I just start learning CUDA and I’m confuse with block/grid size. “standard” C programming with pthreads or fork() is not very difficult for me, but I don’t really understand the CUDA architecture. So I have few questions…
I don’t understand how to set the right block size, the right grid size and of course the right number of threads! Is this related to hardware and/or the application ?
Can we see GPU threads as CPU threads ? or the number of blocks as the number of CPU threads ?
Do you have information/papers/links “comparing” the CPU approach vs the GPU approach ?
The block and grid sizes depend on the one hand on your algorithm. On the other hand there are some restrictions due to hardware resources. Besides that you have to take care for optimal load on the GPU.
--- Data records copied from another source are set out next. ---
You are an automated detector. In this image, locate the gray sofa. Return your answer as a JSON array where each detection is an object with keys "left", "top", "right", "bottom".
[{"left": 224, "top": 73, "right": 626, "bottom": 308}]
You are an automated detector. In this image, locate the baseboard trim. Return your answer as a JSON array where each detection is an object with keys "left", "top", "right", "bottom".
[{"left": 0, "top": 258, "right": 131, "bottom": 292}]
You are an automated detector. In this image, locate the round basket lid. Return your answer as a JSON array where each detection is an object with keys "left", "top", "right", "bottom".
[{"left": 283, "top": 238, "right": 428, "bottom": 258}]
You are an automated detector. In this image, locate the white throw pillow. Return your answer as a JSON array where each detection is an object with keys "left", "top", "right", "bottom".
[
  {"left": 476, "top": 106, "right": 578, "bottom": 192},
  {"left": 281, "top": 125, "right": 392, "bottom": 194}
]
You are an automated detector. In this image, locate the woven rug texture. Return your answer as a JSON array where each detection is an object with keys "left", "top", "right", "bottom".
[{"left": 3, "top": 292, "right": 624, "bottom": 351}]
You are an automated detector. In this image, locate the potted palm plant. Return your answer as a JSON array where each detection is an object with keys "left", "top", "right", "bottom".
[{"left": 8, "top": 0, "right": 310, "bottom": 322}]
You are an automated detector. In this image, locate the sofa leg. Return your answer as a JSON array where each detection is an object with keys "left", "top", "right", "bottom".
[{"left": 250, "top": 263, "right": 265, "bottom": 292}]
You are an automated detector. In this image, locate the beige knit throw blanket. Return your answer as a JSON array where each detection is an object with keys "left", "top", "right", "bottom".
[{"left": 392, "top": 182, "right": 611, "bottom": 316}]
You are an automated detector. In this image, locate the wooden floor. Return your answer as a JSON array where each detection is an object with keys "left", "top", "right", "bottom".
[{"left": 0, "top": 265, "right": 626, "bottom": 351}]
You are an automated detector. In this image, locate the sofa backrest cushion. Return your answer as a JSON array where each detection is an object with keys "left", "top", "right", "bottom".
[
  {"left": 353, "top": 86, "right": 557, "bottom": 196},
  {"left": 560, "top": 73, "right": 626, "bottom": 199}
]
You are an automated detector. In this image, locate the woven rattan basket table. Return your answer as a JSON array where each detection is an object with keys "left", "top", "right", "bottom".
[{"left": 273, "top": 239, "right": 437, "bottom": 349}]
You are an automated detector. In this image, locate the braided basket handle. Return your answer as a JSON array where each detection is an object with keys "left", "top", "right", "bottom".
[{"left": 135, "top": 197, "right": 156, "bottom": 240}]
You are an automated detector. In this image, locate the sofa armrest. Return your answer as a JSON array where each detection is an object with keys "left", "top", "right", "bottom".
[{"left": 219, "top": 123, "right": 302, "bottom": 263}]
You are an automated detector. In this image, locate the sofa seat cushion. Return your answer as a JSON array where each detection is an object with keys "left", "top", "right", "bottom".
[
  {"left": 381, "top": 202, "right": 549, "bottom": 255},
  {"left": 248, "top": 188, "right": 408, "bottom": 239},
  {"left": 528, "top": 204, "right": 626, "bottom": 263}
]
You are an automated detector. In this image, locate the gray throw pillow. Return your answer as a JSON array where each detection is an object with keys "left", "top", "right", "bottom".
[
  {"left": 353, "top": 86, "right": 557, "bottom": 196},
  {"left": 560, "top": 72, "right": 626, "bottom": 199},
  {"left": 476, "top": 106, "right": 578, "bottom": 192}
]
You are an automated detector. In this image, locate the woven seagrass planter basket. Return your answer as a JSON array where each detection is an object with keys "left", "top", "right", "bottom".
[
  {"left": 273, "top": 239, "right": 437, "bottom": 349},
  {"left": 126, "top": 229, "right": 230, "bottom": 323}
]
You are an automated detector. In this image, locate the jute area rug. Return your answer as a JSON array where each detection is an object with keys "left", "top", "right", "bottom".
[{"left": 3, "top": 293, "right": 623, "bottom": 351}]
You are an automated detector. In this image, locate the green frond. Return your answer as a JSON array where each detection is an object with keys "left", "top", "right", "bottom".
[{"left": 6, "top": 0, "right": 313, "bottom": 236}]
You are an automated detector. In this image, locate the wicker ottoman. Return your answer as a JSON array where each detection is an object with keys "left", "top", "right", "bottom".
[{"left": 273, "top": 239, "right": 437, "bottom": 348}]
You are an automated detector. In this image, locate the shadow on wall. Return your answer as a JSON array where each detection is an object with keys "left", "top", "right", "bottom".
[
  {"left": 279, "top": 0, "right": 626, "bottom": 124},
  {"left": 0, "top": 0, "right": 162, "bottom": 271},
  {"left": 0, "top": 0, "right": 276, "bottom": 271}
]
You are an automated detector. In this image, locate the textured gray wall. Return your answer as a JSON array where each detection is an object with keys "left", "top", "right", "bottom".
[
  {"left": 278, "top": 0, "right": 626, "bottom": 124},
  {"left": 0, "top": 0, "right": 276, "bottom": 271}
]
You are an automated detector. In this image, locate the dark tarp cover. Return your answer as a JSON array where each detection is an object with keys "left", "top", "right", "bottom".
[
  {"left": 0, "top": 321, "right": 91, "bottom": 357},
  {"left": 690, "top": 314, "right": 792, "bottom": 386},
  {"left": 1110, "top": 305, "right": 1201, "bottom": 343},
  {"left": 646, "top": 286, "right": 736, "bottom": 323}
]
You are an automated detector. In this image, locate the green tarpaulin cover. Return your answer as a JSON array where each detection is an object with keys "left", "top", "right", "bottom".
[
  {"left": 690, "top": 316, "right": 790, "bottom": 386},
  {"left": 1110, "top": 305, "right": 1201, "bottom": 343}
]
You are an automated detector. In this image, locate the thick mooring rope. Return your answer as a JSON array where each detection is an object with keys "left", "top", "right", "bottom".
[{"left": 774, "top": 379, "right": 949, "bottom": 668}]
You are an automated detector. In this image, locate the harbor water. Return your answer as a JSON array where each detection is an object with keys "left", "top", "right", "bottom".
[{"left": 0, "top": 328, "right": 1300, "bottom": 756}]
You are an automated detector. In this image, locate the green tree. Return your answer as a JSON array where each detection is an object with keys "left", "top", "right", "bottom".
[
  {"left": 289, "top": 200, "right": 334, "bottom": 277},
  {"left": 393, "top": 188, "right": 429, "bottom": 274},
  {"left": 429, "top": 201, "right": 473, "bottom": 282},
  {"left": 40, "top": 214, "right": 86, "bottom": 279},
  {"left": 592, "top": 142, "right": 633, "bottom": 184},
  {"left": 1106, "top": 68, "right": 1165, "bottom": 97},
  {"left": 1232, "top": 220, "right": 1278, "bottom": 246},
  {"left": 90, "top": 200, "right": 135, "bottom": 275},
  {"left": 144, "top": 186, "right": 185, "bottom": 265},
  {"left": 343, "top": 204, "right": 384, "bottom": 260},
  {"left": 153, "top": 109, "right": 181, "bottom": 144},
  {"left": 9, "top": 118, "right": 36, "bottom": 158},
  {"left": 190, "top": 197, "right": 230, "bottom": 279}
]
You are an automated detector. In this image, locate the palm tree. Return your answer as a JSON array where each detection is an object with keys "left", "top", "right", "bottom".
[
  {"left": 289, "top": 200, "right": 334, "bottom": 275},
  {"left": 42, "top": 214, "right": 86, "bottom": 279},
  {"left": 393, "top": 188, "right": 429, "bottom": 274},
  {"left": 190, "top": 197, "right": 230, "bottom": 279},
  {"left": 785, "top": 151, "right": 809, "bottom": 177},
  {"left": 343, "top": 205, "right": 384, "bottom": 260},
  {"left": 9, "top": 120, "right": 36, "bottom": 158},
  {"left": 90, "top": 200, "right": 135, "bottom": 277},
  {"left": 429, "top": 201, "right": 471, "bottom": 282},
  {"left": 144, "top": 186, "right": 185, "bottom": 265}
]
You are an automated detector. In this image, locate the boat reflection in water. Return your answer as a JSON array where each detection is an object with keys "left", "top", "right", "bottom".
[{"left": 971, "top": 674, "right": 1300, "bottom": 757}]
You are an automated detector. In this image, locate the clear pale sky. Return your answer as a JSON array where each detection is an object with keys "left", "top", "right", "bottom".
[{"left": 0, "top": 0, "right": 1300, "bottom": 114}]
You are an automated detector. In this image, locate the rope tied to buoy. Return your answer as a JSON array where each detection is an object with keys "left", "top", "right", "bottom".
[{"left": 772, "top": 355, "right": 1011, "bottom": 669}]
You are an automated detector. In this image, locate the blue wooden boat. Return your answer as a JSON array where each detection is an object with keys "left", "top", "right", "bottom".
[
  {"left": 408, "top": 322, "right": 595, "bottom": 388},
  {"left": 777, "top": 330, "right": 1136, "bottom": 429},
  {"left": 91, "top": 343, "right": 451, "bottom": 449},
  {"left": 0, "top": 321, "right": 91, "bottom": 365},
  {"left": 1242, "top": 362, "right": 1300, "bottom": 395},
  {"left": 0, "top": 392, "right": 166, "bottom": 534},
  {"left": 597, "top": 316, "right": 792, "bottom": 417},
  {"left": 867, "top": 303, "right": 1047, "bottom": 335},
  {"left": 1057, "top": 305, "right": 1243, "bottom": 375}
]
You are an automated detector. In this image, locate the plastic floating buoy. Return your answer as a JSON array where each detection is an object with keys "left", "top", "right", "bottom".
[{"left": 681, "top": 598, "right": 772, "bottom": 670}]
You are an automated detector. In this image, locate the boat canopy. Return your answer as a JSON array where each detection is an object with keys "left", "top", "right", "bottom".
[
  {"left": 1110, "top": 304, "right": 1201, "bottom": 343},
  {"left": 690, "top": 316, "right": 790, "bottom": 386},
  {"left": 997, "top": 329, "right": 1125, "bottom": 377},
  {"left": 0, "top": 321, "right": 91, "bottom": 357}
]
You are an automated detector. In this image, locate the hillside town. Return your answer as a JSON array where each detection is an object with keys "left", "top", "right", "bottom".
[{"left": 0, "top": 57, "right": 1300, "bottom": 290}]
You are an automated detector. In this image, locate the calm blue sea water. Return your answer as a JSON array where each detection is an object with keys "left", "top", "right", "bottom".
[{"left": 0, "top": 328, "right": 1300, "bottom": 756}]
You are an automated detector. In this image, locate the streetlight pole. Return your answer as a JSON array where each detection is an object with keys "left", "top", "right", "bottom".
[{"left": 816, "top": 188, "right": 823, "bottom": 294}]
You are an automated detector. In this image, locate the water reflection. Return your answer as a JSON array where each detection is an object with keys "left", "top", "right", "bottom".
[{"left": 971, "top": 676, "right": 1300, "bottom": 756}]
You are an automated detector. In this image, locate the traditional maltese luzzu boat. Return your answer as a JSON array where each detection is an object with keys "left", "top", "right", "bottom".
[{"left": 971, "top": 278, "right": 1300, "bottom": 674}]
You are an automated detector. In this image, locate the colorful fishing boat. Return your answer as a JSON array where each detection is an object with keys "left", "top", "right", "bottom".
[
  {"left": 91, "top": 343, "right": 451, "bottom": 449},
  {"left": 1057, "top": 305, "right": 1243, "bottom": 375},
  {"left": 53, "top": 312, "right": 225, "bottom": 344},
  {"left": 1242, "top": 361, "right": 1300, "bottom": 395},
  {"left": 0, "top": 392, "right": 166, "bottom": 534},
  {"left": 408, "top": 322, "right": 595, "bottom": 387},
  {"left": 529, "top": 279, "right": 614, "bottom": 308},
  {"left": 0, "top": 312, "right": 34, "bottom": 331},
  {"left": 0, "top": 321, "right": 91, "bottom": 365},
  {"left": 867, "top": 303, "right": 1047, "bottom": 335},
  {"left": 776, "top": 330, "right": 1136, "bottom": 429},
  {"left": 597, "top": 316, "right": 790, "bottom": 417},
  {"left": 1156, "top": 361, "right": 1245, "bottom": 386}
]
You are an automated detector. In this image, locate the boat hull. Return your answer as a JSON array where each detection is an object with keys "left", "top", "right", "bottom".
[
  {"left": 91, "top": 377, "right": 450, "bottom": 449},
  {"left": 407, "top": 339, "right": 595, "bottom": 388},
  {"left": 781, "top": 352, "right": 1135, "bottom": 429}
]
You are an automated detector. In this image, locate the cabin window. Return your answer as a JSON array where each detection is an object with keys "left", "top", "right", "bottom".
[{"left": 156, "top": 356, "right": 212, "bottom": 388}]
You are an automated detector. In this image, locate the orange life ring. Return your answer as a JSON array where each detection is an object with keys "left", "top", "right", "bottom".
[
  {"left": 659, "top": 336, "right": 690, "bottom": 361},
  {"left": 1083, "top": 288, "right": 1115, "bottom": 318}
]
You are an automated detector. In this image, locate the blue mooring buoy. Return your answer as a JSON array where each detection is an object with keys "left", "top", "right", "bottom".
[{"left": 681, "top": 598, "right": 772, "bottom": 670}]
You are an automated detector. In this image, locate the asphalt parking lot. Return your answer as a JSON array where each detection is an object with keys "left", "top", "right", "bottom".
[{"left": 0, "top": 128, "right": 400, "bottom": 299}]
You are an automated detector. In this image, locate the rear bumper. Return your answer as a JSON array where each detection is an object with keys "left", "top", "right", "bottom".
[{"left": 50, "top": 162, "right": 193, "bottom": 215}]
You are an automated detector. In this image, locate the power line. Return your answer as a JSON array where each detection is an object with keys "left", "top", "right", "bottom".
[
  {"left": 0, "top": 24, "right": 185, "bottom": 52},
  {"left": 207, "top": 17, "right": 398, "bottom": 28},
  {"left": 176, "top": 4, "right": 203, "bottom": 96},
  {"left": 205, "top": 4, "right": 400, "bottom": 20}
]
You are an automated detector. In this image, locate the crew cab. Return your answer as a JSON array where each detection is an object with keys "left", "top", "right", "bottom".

GPU and an x86 CPU are complete different architectutres. Thus CPU threads aren’t comparable to GPU threads at all.
I start to understand the CUDA logic…but I have a question :
Let’s assume we want to compute a matrix 16x48 (let’s say add 1 at each element). So my matrix has 768 elements. I also know, according to the cuda programming guide, that a block can only handle 512 threads max and blocks from a grid are distributed on multiprocessors (MP).
So if I have only 1 MP, nothing to think about, I launch my kernel has follow :
func <<< 1, dim3(16,48) >>>(...)
However, if I have a card with 30 MP do I need to launch :
func <<<1, dim3(16,32) >>> (..)
for better performances? By better performance I mean a faster resolution time. (I’m thinking of making blocks which have 512 threads each).